Author + information
- John Thompson1,
- Alex Hill2,
- Rajiv Gupta3,
- Srinivasan Varahoor4,
- William Pritchard1 and
- John Karanian1
Coronary bifurcation stenting is associated with an increased risk of adverse coronary events compared to other regions stented. The purpose of this study was to quantify the motion of the left coronary artery bifurcations over the cardiac cycle and determine differences in vascular geometry, motion and compliance between swine and humans.
Gated-CT angiograms of left coronary arteries of swine and adult males were segmented across the cardiac cycle (end systole vs. end diastole) (Mimics, Materialise, Leuven, Belgium). The cross sectional area, angle, tortuosity and ellipticity were measured at three bifurcations: B1=LCX/LAD; B2=LAD/D1; and B3=LCX/M1 (Figure 1A). Pulse pressures used to calculate vascular compliance were based on literature reports of average pressures.
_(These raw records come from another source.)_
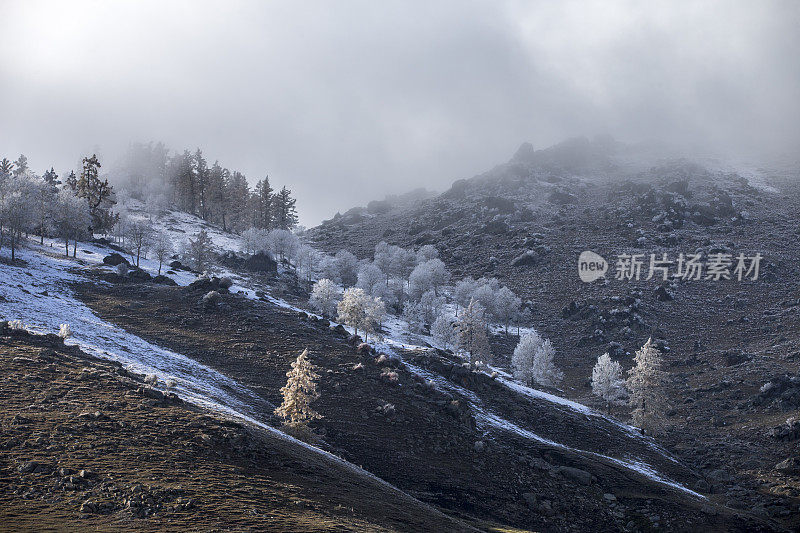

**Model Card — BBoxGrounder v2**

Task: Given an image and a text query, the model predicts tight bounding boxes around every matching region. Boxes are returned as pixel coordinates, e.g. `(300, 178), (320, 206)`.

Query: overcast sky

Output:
(0, 0), (800, 225)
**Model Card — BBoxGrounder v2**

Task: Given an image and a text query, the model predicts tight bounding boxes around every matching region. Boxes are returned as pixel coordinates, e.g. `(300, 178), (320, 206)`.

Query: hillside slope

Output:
(0, 330), (469, 531)
(310, 135), (800, 527)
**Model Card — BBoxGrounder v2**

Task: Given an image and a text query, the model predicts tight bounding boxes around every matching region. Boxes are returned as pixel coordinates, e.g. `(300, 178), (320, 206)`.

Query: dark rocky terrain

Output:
(0, 330), (470, 531)
(310, 139), (800, 528)
(72, 272), (780, 531)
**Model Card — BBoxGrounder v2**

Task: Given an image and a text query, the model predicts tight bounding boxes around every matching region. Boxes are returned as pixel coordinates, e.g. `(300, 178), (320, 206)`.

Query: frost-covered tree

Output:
(494, 287), (522, 335)
(356, 263), (385, 296)
(592, 353), (628, 411)
(53, 188), (92, 256)
(408, 259), (450, 300)
(0, 174), (36, 261)
(417, 244), (439, 264)
(275, 349), (322, 432)
(456, 300), (492, 363)
(431, 313), (456, 348)
(361, 297), (386, 340)
(627, 338), (666, 434)
(511, 331), (564, 387)
(128, 220), (154, 267)
(308, 278), (342, 318)
(153, 231), (173, 276)
(184, 229), (212, 272)
(336, 287), (372, 335)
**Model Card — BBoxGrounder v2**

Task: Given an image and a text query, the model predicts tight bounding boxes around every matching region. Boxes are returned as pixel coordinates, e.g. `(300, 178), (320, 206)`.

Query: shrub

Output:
(58, 324), (72, 340)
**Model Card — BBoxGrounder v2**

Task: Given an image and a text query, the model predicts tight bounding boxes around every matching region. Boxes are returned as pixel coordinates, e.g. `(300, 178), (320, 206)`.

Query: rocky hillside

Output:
(0, 329), (470, 531)
(310, 139), (800, 527)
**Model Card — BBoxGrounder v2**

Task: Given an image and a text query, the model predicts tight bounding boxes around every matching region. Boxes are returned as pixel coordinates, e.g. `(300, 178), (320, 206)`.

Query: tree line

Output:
(111, 142), (298, 233)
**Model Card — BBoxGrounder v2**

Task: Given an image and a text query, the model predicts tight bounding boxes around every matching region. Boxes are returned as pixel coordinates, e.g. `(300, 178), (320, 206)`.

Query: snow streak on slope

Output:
(0, 245), (272, 424)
A significant change in human and swine cross sectional area was noted in all bifurcations over the cardiac cycle. A compliance difference was observed at B2 in humans with the D1 having 50% lower compliance compared to the proximal LAD. Figure 1 presents the bifurcation angles in each species over the cardiac cycle. The bifurcation angles significantly increased from end systole to end diastole at B1 and B3 in humans (14.3%; 9.6%) and swine (11.3%; 28.9%). The bifurcation angle at B2 was significantly greater in swine compared to humans in end systole and end diastole (32.8%; 39.5%).
A significant change in bifurcation angle and cross sectional area was observed over the cardiac cycle, however few compliance differences were noted across each bifurcation. These data illustrate that the coronary artery bifurcations are a dynamic environment in both humans and swine, which presents a challenge in pre-clinical modeling and stent design.